Given that the properties are of the same recent vintage and geared for roughly the same market, it is no surprise that they tend to look the same, paradoxically bland and superficially stylish at the same time. Some of them have the appearance of high end but achieve the look with artifice. None visited can compete in elegance with new developments in, say, the financial district (where those condos also tend to look alike). Herewith a sample of the apartments being marketed by their brokers:
- In a pet-friendly building with gym, garden and eight parking spaces, 1,227-sf model unit with 85-sf terrace has the seven-story structure's standard white oak floors, granite countertops and side-by-side Bosch washer/dryers. But close inspection the two-bedroom, two-bath apartment reveals that the stainless refrigerator, for example, is not a top-of-the-line GE brand, there is no tub in the bath of the master bedroom, and the walls of both baths feature the same large square that are found on the floor. The place is listed at $750,000 with common charges of $760 monthly. The 15 unsold units range in price from $275,000 to $835,000. Garage spaces go for $50,000.

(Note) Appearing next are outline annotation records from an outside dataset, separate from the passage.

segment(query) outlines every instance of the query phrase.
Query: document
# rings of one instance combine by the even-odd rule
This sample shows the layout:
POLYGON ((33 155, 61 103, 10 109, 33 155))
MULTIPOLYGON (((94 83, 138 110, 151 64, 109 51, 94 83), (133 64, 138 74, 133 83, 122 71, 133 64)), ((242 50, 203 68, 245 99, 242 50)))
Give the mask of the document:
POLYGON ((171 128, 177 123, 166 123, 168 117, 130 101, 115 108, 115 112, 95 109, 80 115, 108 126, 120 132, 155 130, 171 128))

- Eyeing the bottom line. A three-unit gut-renovated townhouse that reeks of cut corners and poor workmanship. It is enough to say that the room proportions are all wrong (baths and kitchens with way too much wasted space); moldings do not meet; the kitchen cabinets and appliances are patently inexpensive; the banisters are the kind of cheap oak more often seen in low-cost suburban subdivisions; and the apartments are just plain ugly, spongy bamboo floors notwithstanding. The so-called penthouse has been reduced from $975,000 to $925,000, with common charges per month projected at $430. The broker volunteers that the owner would take less. If he wants to unload these properties, on the market for more than a year, he should.

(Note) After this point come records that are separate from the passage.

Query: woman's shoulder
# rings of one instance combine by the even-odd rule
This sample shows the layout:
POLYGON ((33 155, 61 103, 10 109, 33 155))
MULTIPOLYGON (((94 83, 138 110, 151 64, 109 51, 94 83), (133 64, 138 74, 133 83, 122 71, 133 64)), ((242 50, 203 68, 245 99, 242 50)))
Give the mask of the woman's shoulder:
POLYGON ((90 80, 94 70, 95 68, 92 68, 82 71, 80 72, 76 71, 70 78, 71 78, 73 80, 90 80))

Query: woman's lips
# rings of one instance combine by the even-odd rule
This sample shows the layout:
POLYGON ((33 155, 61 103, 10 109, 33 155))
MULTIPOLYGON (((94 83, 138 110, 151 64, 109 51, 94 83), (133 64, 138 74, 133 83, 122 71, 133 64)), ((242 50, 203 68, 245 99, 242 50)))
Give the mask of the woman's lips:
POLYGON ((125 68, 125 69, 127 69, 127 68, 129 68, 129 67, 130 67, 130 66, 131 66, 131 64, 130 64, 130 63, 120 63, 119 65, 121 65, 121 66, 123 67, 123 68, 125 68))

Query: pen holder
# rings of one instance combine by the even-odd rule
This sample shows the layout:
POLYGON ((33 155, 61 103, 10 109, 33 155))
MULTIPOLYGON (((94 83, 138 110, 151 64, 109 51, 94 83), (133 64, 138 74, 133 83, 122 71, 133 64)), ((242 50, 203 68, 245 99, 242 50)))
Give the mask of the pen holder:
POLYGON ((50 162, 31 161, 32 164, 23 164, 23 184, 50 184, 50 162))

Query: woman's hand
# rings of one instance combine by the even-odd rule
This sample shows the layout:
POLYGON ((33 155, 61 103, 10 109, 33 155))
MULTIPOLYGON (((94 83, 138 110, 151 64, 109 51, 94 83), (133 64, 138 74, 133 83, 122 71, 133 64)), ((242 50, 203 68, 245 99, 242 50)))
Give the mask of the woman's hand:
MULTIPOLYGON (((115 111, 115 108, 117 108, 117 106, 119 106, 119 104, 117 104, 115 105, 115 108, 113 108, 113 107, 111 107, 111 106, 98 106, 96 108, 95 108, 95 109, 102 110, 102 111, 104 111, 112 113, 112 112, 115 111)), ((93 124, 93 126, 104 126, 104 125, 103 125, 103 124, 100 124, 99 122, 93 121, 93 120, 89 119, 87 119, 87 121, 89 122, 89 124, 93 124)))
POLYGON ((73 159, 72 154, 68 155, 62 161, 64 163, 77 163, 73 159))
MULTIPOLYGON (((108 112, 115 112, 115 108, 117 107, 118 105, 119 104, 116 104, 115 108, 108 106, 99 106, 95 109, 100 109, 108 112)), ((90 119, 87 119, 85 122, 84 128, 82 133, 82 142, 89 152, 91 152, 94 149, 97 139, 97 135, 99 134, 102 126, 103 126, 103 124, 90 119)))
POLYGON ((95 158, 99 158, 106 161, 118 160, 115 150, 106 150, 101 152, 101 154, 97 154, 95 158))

- An 807-sf one-bedroom, one-bath purported penthouse with 350-sf terrace and private roof deck. With glass-tile backsplash, KitchenAid appliances, self-closing cabinets, big windows, stacked washer/dryer, master bath with separate shower and key-locked elevator, this bright and airy condo is nicer than many others in the neighborhood. Its price of $549,000 with $889 in monthly common charges has been reduced in three steps in the last year and a half from the original $723,125. Equally tempting price reductions have been taken on the two other remaining units (of the six in the building), now $799,000 for the 1,162-sf duplex with private bi-level backyard and $649,000 for the 925-sf apartment with three terraces. The single $100,000 garage space is under contract.
- Dominated by the kitchen, a 745-sf apartment with one bedroom, one bath and a 50-sf balcony in a seven-story building with 20 condos, extra private storage, roof deck and washer/dryer hookups in each unit. Typical of the new developments in the neighborhood, the rooms tend to be small and the layouts tend to emphasize clean lines and earth tones that are reminiscent of a beach house. That kitchen with breakfast bar typifies the look; it has a tall narrow fridge that limits elbow room at the sink, Miele dishwasher, GE Profile stove, built-in microwave and sleek cabinetry. The bath boasts no tiling on the walls, except in the shower, and has floating cabinetry characterized by its "zebra-style" finish (meaning, it ain't wood, but laminate). Still the price of $505,000 with common charges of $318 a month seems fair. Other available units, so far without prices cuts, are offered at $399,000 to $520,000, the penthouses having been sold.